A microscopia eletrónica oferece aos cientistas uma janela única para a ultraestrutura das células e dos tecidos, revelando detalhes que não são visíveis através da microscopia convencional. Ao permitir visualizar estruturas biológicas com uma resolução muito elevada, esta técnica possibilita, por exemplo, comparar amostras de tipo selvagem (ou naturais) com amostras nas quais foi experimentalmente induzida uma determinada condição ou alteração, ajudando os investigadores a perceber de que forma as mudanças ao nível celular estão relacionadas com os processos biológicos.
Na plataforma de microscopia eletrónica do GIMM, esta capacidade está agora a ser significativamente ampliada com a chegada de novos equipamentos. Um novo microscópio eletrónico de varrimento permitirá estudar a topografia e a composição elementar das amostras, bem como realizar análises volumétricas. Isto significa que os investigadores poderão obter não apenas informação sobre a estrutura das amostras, mas também sobre a distribuição de elementos específicos nos tecidos – como, por exemplo, a acumulação de ferro no rim.

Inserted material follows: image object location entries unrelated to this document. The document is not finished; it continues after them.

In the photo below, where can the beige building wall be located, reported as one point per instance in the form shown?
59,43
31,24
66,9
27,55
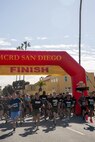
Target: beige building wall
60,84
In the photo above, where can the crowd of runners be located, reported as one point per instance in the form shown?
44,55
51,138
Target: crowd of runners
17,107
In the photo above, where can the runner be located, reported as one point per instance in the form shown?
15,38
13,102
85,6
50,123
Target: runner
68,105
15,106
91,101
83,104
54,102
36,108
43,97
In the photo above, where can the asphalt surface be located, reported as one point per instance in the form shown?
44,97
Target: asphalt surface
74,130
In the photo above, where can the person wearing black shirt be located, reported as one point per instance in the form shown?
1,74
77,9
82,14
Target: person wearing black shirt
36,107
83,104
91,102
43,97
15,106
54,103
68,105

Haverá também melhorias na forma como as amostras são preparadas e analisadas. Um robô de processamento permitirá automatizar e acelerar a preparação das amostras, enquanto uma estação dedicada à análise de imagem permitirá aos utilizadores ir além da simples aquisição de imagens de elevada qualidade, disponibilizando ferramentas para processar e analisar essas imagens de forma mais eficaz.
Algumas das novas tecnologias são particularmente inovadoras. «O robô de processamento é o primeiro do género a ser instalado na Europa, tornando o GIMM num local de demonstração onde outras plataformas de toda a Europa podem vir testar esta tecnologia», explica Ana Laura Vinagre, responsável pela plataforma. O novo microscópio eletrónico de varrimento está também equipado com um detetor SENSE, atualmente o único do género na Península Ibérica. Este equipamento permitirá à plataforma realizar microscopia eletrónica volumétrica, uma poderosa abordagem de imagiologia tridimensional — considerada pela revista Nature a «técnica do ano» — que permite aos investigadores explorar a organização das estruturas biológicas com um nível de detalhe sem precedentes.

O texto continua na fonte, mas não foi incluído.